Here we have 25 ml of ethanol out of a total of 275 ml (25 + 250). We need to write 25 out of 275 as a percentage.

25 ÷ 275 × 100 = 9.1

The solution is 9.1% ethanol.

**A supermarket increases the price of a can of beans from 60p to 68p. What is the percentage increase in price?**

We can use two methods to solve this. Either find the increase, 8p, and find this as a percentage of 60p (the original price) or find 68p as a percentage of 60p and find the percentage increase from 100%.

8 out 60:

8 ÷ 60 × 100 = 13.3 - there is a 13.3% increase in price

OR

68 out of 60:

68 ÷ 60 × 100 = 113.3 - 113.3% is a 13.3% increase (113.3% - 100%)

**A car reduces in value from £24000 to £20000 over the course of a year. What is the cars depreciation as a percentage?**

The car has reduced by £4000 from its original value of £24000.

4000 out of 24000

4000 ÷ 24000 × 100 = 16.7 - the car has depreciated by 16.7%

OR

20000 out of 24000

20000 ÷ 24000 × 100 = 83.3 - this is a 16.7% drop from 100% (100% - 83.3%)

**Quiz - Follow the link for a quiz at transum on writing one number as a percentage of another.**

It starts at Level 1, please try higher levels too.

Both standard form and engineering form are a method to simplify the writing of very large or very small numbers. They both show numbers written as powers of 10.

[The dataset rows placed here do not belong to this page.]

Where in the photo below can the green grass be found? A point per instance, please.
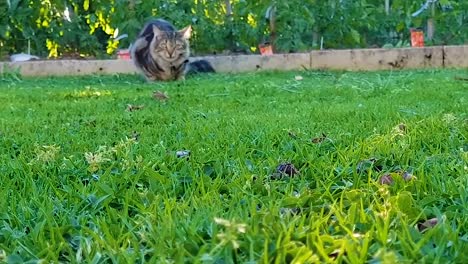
(77, 187)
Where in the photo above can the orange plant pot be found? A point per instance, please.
(417, 38)
(123, 54)
(265, 49)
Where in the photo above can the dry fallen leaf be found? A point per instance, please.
(292, 134)
(319, 139)
(427, 224)
(183, 153)
(287, 168)
(386, 179)
(132, 108)
(161, 96)
(135, 135)
(407, 176)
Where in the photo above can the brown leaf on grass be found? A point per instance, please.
(160, 96)
(459, 78)
(407, 176)
(287, 168)
(182, 153)
(402, 127)
(427, 224)
(365, 165)
(386, 179)
(319, 139)
(132, 108)
(292, 134)
(135, 135)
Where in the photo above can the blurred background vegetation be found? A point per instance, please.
(91, 28)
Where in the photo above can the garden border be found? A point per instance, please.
(353, 59)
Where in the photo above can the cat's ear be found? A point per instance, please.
(157, 32)
(186, 32)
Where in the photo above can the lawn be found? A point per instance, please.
(292, 167)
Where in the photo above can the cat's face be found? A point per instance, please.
(170, 46)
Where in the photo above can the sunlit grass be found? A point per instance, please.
(90, 168)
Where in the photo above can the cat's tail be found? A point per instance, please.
(200, 66)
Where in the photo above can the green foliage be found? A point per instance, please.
(88, 181)
(299, 25)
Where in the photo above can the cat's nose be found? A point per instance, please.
(170, 53)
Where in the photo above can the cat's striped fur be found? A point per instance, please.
(162, 53)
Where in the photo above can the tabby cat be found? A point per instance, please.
(161, 52)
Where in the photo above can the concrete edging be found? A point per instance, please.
(354, 59)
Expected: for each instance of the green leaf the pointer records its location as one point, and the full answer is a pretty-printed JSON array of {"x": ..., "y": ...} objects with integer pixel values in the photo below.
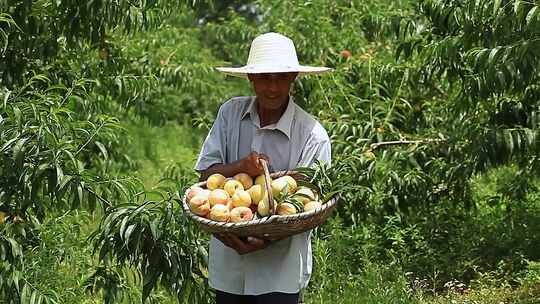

**Writing large numbers in standard form**

The number 5400000000000000 can be written by considering it's highest place value, in this case it's represented by the 5 (5 quadrillion). We then place the decimal point after this value and round to a suitable degree of accuracy, so in this case we could use 5.4. To maintain the size of this large number we work out how many times we would need to multiply 5,4 by 10 in order for it to be equal to the original 5400000000000000. Every time we multiply 5.4 by 10 the digits move to the left (or some consider the decimal point moving to the right) with zeros filling gaps.

5.4 x 10 = 54

54 x 10 = 540

540 x 10 = 5400

Continuing this we will see that we will need to keep multiplying by 10 on 15 occasions to get to the number we require. You can get to this answer by counting how many 'jumps' from 5.4 it takes to get to 5400000000000000. Multiplying by 10 and then by 10 and so on for 15 occasions can be written mathematically as 10^{15}.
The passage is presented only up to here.